Earlier, the SA Transport and Allied Workers' Union (Satawu) said over 20 000 employees in the road freight sector were on strike over their pay increase on Tuesday.

Employees in the road freight sector - which includes truck drivers - were demanding a 12% increase. Their employers had offered 8.5%.

Satawu said the strike came about when wage negotiations deadlocked after protracted discussions since early June at the National Bargaining Council for the Road Freight and Logistics Industry (NBCRFLI).

Satawu spokesperson Vincent Masoga said no marches were planned for Tuesday, but that workers would gather at Beyers Naude Gardens, opposite the Johannesburg Library, for news.

Notice was given for a strike from Monday, but the effects were not immediately visible because it was a public holiday.

Intimidation

Minnaar said traffic was being diverted from Simmonds Street and Pritchard Street as well as at the intersection of Harrison and Pritchard streets and President and Sauer streets.

Durban metro police said road freight sector employees were believed to have intimidated a driver on Richmond Road in Pinetown.

"There were about 150 protesters who were intimidating transport workers," Eugene Msomi said.

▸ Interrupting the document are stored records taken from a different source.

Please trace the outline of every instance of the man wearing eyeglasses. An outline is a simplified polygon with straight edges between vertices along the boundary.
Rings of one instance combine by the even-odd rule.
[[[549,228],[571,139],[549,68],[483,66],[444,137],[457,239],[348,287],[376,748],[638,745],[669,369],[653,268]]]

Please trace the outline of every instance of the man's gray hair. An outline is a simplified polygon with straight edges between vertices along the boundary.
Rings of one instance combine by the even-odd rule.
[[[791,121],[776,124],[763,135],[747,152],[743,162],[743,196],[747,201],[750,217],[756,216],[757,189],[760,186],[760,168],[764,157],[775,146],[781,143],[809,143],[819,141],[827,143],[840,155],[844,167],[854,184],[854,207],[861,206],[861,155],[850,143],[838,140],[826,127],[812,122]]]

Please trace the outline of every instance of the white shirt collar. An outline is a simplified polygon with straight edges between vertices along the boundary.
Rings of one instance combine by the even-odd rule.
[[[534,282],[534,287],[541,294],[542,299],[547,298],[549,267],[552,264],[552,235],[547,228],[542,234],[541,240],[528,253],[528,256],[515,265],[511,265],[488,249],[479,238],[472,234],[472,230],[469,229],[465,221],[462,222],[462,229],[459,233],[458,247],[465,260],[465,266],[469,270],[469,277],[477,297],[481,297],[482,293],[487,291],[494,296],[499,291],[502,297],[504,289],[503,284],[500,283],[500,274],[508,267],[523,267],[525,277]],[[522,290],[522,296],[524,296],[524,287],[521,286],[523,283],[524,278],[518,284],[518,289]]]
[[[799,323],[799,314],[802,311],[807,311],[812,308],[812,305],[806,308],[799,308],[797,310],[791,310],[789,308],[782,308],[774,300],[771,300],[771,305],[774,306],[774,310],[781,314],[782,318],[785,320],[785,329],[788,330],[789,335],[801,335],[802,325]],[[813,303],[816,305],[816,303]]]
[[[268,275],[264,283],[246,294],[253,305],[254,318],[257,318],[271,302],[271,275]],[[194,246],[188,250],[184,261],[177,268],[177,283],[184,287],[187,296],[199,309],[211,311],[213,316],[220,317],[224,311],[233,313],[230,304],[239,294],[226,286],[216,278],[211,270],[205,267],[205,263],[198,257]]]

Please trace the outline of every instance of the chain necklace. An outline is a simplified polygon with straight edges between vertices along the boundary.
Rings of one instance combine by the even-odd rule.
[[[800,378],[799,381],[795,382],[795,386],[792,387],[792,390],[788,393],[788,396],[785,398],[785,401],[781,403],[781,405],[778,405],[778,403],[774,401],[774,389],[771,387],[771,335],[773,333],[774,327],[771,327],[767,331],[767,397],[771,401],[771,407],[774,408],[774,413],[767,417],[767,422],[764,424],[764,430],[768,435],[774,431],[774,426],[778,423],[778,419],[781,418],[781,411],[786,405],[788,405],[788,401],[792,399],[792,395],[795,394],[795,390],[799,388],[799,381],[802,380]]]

"A truck driver claimed that the protesters stopped his vehicle and took his keys."

Msomi said that earlier the protesters gathered on Richmond Road but had since moved to Kings Road in Pinetown.

It was not clear which companies the protesters in Durban worked for.

Satawu, a Congress of SA Trade Unions affiliate, is the biggest union in the four-union strike, with an estimated 28 000 members in the road freight sector, said Masoga.

Members ranged from drivers delivering fuel to workers associated with a truck network which travelled around the country or crossed borders into neighbouring countries for other deliveries.

The other unions are the Transport and Allied Workers' Union, the Professional Transport and Allied Workers' Union SA and the Motor Transport Workers' Union.

The Road Freight Association, which represents employers, told its members on its website: "Although unions are consulting members on the proposal, the strike notice stands, so employees can strike..."

Masoga said the parties in the bargaining council were expected to meet at the Commission for Conciliation, Mediation and Arbitration at 15:00 on Tuesday for further negotiations.

Satawu said the unions were aiming for an inflation-related wage settlement of 12% across the board, for implementation in 2013 and 2014.

They also wanted an equal increase for workers classified under the council's extended bargaining unit.